Frankfurt - Der Vorstand des Ligaverbandes hat sich im Rahmen seiner heutigen Sitzung ausführlich mit dem Thema Torlinien-Technologie und einem möglichen Einsatz im deutschen Profi-Fußball beschäftigt.

Dabei wurde zunächst der Bericht einer gemeinsamen Expertengruppe von DFL Deutscher Fußball Liga und Deutschem Fußball-Bund (DFB) besprochen, die in den vergangenen Wochen ihre Arbeit aufgenommen hatte.
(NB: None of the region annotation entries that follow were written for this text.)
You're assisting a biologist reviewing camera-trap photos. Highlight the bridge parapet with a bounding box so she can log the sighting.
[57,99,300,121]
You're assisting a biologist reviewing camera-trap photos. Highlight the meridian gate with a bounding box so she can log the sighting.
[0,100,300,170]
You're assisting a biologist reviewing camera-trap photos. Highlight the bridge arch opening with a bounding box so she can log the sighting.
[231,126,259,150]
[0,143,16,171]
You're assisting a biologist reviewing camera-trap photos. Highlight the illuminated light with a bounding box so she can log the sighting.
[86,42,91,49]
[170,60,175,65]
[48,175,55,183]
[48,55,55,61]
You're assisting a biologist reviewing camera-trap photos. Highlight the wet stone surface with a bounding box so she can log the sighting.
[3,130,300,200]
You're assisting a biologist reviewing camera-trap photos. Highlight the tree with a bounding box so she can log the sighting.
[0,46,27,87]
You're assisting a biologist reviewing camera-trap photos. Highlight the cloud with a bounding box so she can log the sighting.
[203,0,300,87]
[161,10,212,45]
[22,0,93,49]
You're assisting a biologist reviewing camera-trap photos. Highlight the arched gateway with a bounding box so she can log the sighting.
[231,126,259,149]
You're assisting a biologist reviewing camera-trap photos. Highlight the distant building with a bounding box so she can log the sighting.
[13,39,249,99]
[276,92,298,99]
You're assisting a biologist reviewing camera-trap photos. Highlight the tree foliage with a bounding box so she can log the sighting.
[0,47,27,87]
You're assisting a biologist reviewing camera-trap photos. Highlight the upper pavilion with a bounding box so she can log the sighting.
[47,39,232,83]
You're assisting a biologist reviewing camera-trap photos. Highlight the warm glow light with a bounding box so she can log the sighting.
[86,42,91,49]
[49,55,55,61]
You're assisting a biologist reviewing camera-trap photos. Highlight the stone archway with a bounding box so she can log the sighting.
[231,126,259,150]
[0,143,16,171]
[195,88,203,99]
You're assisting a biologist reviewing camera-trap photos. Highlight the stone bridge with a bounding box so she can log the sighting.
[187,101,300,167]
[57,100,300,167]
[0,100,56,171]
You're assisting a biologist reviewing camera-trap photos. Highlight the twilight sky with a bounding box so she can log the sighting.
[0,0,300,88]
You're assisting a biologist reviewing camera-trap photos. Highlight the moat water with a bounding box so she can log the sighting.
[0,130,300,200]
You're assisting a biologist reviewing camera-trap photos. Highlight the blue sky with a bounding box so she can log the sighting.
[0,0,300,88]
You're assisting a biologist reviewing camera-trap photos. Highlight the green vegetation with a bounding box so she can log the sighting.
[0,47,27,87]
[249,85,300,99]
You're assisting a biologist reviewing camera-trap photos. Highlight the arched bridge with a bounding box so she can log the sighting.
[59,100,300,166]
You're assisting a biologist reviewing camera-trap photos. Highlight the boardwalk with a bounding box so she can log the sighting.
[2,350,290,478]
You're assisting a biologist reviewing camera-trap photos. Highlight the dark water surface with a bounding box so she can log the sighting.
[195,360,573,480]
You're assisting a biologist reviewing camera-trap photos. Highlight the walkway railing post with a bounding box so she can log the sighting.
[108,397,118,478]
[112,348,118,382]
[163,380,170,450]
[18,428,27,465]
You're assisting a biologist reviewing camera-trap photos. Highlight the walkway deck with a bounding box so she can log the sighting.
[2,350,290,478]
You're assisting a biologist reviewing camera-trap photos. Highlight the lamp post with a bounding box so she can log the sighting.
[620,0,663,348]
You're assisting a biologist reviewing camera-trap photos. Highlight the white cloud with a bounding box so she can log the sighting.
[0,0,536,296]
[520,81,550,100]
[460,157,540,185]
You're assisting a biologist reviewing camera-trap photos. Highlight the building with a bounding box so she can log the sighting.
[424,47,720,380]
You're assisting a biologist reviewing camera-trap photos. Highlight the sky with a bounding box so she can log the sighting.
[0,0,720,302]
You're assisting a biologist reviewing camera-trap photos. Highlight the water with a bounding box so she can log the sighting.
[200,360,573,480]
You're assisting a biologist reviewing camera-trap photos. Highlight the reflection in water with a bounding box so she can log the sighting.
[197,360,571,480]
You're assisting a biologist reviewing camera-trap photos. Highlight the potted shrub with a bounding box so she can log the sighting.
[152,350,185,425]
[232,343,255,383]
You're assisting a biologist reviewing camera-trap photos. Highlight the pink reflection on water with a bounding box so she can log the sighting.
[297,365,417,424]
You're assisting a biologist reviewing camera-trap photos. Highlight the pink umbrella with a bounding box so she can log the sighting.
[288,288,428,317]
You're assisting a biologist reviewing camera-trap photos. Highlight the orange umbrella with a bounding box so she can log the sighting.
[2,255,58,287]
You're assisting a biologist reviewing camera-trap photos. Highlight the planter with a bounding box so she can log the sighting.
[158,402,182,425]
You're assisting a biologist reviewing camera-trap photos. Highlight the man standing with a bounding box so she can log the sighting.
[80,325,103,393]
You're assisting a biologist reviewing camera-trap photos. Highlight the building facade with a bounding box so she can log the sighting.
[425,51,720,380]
Einstimmig kam der Ligavorstand im Anschluss zu dem Ergebnis, dass vor einer Entscheidung Gespräche mit möglichen Anbietern sowie dem DFB geführt werden sollen.

Darüber hinaus soll die Gesamtheit der 36 Vereine und Kapitalgesellschaften des Ligaverbandes im Rahmen der geplanten Mitgliederversammlung am 27. September 2012 in die Entscheidung einbezogen werden. "Bei einer für das Spiel so bedeutenden Angelegenheit geht Gründlichkeit vor Schnelligkeit. Vor diesem Hintergrund gilt es, viele Faktoren im Vorhinein verlässlich zu klären - angefangen von der Genauigkeit der angebotenen Systeme über die Kosten bis zur Frage, ob und in welcher Form die Torlinien-Technologie beispielsweise in den europäischen Wettbewerben und im DFB-Pokal eingesetzt wird", erklärt Liga-Präsident Dr. Reinhard Rauball.